We will investigate the social determinants of current dietary patterns and determine the conditions for health-related behavior modification for at-risk people. For this, we will assess the joint effects of: socio-demographic profile (social status, integration and socialization) and the related constraints (budget, time, family obligations, etc.), with a dynamic dimension (place in the life cycle, social trajectory); lifestyle and health variables; food preferences and health perceptions (health concerns vs. pleasure, short term vs. long term); individual motivation factors (achievement orientation or taste for competition vs. desire for social integration, concern for one’s appearance or health vs. priority given to others, e.g. children).
Methods and data. First (M1 to M18), in order to assess how social factors determine resistance to change, we will conduct a field survey with 50 interviews of a comparative sample: with or without specific medical follow-up care; in a socially diverse sample, to evaluate the role of social belonging in diabetes risk management and compliance with recommendations. The body of interviews will undergo classic content analysis and lexical analysis. Second (M18 to M24), in order to characterize which dietary recommendations may be adopted at lower cost, we will organize six to eight focus groups of approximately 10 at-risk people and association members, of diverse social profiles, discussing three or four of the major results of the field survey. These semi-structured group interviews, whose methodological rules ensure scientific validity, are especially interesting to grasp reactions to and opinions on a few key points, and gather participants’ opinions and expectations of an intervention.

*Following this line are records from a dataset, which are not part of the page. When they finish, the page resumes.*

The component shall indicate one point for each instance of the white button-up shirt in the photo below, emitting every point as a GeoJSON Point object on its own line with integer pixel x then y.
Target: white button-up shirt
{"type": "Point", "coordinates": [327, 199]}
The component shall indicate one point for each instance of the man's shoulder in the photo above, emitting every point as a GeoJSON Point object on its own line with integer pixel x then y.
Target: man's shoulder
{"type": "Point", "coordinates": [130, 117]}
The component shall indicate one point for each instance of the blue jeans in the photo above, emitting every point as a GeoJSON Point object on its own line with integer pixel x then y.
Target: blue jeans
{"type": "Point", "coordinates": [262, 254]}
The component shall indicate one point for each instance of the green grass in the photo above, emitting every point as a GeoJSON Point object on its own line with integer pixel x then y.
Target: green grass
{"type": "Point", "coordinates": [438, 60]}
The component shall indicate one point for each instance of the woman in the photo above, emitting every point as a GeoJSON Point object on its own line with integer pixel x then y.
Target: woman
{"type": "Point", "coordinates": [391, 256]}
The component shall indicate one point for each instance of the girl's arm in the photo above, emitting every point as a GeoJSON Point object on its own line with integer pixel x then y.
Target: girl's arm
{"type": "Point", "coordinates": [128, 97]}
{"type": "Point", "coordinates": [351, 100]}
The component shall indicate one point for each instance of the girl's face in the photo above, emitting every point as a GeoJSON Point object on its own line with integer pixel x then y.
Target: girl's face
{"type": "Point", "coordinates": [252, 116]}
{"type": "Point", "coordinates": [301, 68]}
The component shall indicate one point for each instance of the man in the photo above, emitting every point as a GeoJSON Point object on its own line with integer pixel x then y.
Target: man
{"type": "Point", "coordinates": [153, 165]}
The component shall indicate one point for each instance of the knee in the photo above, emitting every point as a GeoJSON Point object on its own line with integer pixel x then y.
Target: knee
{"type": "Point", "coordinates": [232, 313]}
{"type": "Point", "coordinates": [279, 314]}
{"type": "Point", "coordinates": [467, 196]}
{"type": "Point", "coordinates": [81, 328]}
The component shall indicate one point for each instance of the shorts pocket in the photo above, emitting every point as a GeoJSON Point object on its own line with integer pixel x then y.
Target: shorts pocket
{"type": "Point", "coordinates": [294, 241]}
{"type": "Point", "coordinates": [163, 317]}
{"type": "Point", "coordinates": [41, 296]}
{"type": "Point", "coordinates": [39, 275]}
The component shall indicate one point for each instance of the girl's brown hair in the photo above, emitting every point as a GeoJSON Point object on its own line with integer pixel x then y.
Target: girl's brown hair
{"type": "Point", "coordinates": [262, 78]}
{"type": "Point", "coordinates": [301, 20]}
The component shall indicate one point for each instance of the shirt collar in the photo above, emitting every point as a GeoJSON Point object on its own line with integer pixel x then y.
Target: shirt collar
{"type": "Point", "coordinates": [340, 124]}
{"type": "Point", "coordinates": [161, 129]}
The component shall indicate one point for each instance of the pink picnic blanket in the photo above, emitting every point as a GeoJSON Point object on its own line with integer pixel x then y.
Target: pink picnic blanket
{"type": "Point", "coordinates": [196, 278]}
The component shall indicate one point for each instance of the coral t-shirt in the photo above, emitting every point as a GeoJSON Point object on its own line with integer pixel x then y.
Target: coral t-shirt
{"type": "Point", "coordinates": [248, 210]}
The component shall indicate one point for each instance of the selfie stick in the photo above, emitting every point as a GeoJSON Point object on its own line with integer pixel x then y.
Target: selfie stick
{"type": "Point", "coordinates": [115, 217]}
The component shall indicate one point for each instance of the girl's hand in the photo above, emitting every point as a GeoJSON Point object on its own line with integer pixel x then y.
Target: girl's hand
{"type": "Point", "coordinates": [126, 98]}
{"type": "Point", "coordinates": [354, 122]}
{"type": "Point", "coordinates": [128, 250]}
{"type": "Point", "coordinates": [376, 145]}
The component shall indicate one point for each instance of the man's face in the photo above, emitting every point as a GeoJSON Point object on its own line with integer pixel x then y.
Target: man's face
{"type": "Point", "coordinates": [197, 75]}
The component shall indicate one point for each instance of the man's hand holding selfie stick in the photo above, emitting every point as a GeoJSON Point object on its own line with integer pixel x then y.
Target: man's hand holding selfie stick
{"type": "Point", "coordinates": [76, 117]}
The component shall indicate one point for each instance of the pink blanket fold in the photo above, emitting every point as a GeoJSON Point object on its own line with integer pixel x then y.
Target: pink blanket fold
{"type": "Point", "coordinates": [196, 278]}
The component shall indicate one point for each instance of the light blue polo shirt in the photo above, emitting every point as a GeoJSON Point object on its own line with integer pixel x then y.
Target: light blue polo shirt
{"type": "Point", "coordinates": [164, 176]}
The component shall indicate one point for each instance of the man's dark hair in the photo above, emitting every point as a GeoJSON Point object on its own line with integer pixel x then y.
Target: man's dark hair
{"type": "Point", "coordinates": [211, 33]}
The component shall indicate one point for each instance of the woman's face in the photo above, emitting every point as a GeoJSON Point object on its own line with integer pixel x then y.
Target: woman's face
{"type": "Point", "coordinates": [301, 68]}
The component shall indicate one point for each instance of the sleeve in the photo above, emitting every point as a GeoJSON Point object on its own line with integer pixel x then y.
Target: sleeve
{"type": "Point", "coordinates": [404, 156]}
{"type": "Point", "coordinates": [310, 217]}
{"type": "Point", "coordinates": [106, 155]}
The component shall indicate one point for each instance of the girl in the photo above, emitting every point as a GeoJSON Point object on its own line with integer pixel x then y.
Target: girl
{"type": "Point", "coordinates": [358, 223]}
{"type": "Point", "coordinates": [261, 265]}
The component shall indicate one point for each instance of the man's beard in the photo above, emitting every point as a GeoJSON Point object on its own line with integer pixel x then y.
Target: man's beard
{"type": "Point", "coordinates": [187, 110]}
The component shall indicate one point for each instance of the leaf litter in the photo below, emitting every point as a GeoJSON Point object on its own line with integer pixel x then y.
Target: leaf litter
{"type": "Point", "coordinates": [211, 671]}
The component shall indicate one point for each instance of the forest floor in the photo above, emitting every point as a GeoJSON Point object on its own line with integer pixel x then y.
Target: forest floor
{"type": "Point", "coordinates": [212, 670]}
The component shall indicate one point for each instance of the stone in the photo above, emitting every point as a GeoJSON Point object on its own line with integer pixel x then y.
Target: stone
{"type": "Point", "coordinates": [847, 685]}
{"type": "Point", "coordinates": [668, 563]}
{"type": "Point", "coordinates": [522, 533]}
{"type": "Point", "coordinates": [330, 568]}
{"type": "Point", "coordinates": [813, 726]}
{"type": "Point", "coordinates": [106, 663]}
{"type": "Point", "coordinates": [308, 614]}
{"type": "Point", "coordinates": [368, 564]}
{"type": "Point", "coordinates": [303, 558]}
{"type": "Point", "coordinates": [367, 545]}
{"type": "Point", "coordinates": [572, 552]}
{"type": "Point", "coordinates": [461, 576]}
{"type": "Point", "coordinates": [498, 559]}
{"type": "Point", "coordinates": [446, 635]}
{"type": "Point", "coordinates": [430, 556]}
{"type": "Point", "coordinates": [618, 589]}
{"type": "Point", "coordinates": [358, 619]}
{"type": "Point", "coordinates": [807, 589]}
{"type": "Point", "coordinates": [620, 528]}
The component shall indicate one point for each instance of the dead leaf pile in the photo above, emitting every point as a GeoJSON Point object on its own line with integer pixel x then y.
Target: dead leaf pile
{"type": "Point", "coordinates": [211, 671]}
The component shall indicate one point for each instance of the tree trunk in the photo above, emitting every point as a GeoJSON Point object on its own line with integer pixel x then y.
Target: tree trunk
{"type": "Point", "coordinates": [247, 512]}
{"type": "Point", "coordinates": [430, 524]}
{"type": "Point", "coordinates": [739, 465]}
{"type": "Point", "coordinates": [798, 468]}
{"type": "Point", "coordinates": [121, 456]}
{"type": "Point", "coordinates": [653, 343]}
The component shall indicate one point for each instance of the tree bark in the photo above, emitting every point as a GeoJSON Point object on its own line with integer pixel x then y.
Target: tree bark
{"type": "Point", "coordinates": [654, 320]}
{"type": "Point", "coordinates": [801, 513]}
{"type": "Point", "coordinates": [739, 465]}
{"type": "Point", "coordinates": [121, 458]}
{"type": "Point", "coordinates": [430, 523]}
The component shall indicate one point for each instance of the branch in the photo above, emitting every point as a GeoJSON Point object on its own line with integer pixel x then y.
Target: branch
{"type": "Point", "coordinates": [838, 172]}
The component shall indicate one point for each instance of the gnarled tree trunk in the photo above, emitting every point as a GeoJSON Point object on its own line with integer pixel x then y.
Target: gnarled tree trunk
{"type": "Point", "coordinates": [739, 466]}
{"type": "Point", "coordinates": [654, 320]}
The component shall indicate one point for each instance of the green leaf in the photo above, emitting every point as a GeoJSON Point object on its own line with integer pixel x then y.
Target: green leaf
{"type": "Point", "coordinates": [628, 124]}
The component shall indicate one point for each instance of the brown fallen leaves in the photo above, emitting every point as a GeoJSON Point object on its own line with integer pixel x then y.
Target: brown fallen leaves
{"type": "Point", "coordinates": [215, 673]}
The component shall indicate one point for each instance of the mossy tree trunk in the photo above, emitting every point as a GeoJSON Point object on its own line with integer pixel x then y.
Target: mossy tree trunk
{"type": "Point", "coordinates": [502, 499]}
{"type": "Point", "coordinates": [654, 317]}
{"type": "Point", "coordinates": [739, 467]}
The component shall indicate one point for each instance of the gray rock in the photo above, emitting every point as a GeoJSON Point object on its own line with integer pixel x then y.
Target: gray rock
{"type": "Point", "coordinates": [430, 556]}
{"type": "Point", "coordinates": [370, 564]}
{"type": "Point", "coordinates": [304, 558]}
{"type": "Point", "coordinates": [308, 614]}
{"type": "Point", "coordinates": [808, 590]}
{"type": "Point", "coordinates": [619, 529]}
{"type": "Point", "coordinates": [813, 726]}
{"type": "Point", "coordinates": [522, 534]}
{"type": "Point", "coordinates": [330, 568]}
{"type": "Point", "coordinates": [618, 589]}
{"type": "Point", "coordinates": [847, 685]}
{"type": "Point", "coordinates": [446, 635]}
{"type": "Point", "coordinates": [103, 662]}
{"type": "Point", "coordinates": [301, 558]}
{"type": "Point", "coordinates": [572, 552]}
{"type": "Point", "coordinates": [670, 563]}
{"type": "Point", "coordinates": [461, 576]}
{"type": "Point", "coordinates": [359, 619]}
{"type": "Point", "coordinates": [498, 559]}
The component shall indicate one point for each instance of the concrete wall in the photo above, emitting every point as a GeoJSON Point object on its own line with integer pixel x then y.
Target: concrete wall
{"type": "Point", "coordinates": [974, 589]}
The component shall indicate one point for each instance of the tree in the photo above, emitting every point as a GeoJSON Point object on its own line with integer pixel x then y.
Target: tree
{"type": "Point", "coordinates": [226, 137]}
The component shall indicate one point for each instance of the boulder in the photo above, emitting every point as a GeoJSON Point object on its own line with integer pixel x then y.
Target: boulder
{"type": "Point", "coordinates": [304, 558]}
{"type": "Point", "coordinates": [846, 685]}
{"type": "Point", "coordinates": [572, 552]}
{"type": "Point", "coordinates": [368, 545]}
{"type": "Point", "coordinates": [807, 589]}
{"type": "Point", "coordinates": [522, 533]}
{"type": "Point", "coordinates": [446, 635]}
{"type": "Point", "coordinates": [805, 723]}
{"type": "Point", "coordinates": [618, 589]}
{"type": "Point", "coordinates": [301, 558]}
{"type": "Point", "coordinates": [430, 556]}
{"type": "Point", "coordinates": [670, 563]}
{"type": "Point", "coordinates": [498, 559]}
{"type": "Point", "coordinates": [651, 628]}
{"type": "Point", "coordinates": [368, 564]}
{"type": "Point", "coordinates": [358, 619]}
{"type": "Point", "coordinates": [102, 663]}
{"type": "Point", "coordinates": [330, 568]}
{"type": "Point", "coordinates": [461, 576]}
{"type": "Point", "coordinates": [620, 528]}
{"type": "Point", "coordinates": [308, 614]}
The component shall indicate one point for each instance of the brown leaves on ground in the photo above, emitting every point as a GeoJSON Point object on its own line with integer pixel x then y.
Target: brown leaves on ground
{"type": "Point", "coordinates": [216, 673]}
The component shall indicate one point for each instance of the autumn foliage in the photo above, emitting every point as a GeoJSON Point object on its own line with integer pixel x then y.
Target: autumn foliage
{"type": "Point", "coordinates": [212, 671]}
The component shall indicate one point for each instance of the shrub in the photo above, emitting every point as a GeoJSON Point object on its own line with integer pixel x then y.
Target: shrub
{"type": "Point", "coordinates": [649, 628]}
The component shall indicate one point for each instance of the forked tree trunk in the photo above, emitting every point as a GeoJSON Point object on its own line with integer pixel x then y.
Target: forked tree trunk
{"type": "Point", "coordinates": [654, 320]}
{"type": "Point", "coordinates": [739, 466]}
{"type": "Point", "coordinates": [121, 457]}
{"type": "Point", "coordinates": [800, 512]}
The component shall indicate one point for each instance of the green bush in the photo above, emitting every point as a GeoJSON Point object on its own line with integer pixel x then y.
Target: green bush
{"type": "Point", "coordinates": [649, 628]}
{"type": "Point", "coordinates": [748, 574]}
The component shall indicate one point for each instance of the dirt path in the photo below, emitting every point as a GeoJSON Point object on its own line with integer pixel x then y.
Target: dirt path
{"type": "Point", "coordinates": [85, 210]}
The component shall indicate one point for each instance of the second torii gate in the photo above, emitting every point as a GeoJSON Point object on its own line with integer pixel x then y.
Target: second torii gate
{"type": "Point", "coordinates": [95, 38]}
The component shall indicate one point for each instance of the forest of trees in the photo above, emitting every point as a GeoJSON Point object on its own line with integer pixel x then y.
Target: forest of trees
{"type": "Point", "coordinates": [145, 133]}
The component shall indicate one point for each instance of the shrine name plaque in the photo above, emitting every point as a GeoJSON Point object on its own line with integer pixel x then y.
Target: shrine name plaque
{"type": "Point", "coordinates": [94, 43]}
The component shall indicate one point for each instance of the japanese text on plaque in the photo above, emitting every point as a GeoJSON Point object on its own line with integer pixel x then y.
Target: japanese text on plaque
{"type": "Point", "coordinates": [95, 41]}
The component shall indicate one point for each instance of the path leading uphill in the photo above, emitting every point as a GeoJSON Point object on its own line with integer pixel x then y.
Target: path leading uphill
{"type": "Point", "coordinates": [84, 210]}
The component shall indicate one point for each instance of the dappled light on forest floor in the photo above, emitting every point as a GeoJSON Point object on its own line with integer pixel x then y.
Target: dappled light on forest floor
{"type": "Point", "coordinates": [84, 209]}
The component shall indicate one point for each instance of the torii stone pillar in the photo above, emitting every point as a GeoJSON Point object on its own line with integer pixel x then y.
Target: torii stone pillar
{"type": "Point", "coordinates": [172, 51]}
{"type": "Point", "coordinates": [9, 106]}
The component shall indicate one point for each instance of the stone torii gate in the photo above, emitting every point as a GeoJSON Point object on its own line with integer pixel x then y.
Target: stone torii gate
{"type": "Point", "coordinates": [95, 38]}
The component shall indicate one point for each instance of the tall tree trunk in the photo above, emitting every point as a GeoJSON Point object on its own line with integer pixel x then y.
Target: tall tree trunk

Expected Results. Identification of economic, social and cultural conditions for, of levers for and hindrances to the adoption of preventive behaviors; assessment of perceived benefits and costs by at-risk people to modify health behaviors; identification of tailored recommendations suited to the profile of at-risk people depending on their social characteristics.
Risks. The methodology has been validated in previous research. A few difficulties may be pointed out: possible sampling bias, overcome by the complementarity of recruitment sites (medical milieu/associative milieu), and by controlling for individual social diversity.
Collaboration. This task will be conducted in close collaboration with Tasks 2.1-3 in order to recruit people from to the same at-risk groups in our study population.